近百年前波吉亚帝国发生革命,革命军推翻了长达数百年的波吉亚皇朝,革命军领袖鲁克斯成为了波吉亚共和国的第一任总统,但不幸的是在其就任的当天就被人暗杀身亡。好不容易建立起来的新政府陷入混乱,此时一个以强悍及凶残闻名于新政府的男人舍莱尔逐渐掌控波吉亚共和国的局势。众多原革命军的派系不满舍莱尔,联合西之国、南之国、北之国三个国家接连发动反对舍莱尔的战争,欲推翻其独裁血腥的政权。讽刺的是成功谋划刺杀鲁克斯的舍莱尔最后竟然也死于暗杀,其所中的毒正是前波吉亚帝国大贵族伊斯特家族特制的神秘毒药。遗憾的是舍莱尔的死并未给波吉亚的人民带来和平,以各国为支援的叛军们都想夺取新国家的政权,战争依然持续……原来庞大的帝国逐渐被分裂成三个国家,它们分别是伊斯文、格仕瑞亚与波吉亚共和国。这三个国家互相仇视,日日算计著彼此,欲将其余两国吞并。又加上三国的民众成立了不少以暴力为主的民间激进组织,因此一直以来战争不断,皆成为了这个世界最大的军火消耗国。
在余东成为费叔旖保镖的两个月前,三国签订了《1025和平协议》。这也是三个国家在五十二年间签订的第十六份和平协议,从协议签订起,其实就没有任何人对这份协议抱有一星半点的希望。撇去其他两国不说,光是波吉亚共和国现在的军队总司令洛克将军就是一个好战之徒,据说他会同意签订和平协议的原因便是要处理国内近来出现的叛军及各类「反洛克」组织。一旦压制住了国内的局势,相信波吉亚共和国会是第一个撕毁协议的国家。同样,伊斯文与格仕瑞亚也差不多,面对著国内民众日益高涨的反战情绪与经济萧条,不完善的政府机构总是屈服于军队统治者,处于进退两难的艰苦境地。
所以……
当费叔旖的小型私人飞机降落在波吉亚共和国的军事机场时,余东自内心发出深沉无奈的叹息。
又回到这块充满焦味与腐尸味的疮痍大地了吗?围绕地球旋转一圈,明明遥隔数千万里,然而似乎还是逃不脱这与杀戮紧密相联的命运。

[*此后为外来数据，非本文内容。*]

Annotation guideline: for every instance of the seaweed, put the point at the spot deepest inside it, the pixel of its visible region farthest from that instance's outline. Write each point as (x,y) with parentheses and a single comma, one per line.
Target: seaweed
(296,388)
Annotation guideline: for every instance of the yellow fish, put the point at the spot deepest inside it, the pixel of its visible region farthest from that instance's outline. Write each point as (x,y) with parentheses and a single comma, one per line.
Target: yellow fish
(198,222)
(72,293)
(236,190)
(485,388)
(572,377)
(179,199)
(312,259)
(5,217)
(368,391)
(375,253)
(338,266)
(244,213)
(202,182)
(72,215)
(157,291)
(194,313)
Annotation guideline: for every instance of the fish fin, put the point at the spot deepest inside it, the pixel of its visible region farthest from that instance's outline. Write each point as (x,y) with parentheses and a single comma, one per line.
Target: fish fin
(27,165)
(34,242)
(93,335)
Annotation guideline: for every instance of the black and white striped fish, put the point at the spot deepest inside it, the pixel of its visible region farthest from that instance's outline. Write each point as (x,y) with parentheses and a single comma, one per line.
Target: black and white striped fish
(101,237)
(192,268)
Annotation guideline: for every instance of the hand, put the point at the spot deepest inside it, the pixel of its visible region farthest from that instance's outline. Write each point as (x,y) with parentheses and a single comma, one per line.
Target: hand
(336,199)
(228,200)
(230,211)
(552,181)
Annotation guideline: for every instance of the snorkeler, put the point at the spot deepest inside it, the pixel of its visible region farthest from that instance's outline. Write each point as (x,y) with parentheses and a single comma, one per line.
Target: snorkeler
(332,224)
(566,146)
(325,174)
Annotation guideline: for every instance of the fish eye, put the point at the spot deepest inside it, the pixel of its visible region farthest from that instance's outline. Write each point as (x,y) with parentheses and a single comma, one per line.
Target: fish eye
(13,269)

转首看走在身旁的女军火商,神采奕奕,英姿勃发,大有「这次能好好赚他一笔」的气势。两旁列队整齐的波吉亚士兵整齐划一地向他们敬礼,并有人将他们迎上早已在等候的高级房车,甚至还有礼炮的致意声。
「差不多可以算是国家元首级的待遇了。」他感叹。
「洛克将军虽有凶残之名,但在生意方面似乎颇为慷慨,偶尔的时候也算礼仪周全。」费叔旖苦笑。老实说每次来波吉亚她都有点怕这种纯属军队风格的东西,包括纯属军人出身的洛克将军。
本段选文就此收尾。